Don’t rely on the environment being the same when you submitted your tasks and when you load them, if you change the environment. That is, don’t write:

hipercow_environment_create(packages = "pkg.a")
task_create_expr(use_pkg_a())
hipercow_environment_create(packages = "pkg.b")
task_create_expr(use_pkg_b())

If you do this then the second call to hipercow_environment_create overwrites the default environment, and if the first task has not started yet, it will load the second environment and not the first!

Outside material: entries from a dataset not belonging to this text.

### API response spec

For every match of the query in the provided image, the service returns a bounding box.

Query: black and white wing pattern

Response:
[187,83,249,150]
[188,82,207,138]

You can have as many named environments as you want, so we might write that as:

hipercow_environment_create(packages = "pkg.a", name = "env_a")
task_create_expr(use_pkg_a(), environment = "env_a")
hipercow_environment_create(packages = "pkg.b", name = "env_a")
task_create_expr(use_pkg_b(), environment = "env_b")

Relationship with provisioning

When you provision, you install packages. This defines the set of packages that are available, but none will be loaded by default. You will be able to load any package that you have installed via library(), or access the functions by using the namespace operator ::, but by default only the normal minimal set of packages will be loaded.

If you specify packages within your provision script but do not load them, that’s is fine - the packages exist in the library but may not be used.

If you use packages in an environment that you do not provision, then your task will fail to start once the package is not found.

When you provision a set of packages, it provisions all the dependencies. Some people will add tidyverse to their pkgdepends.txt, and then use (say) ggplot2 in their environment because that is a dependency of tidyverse. This is fine.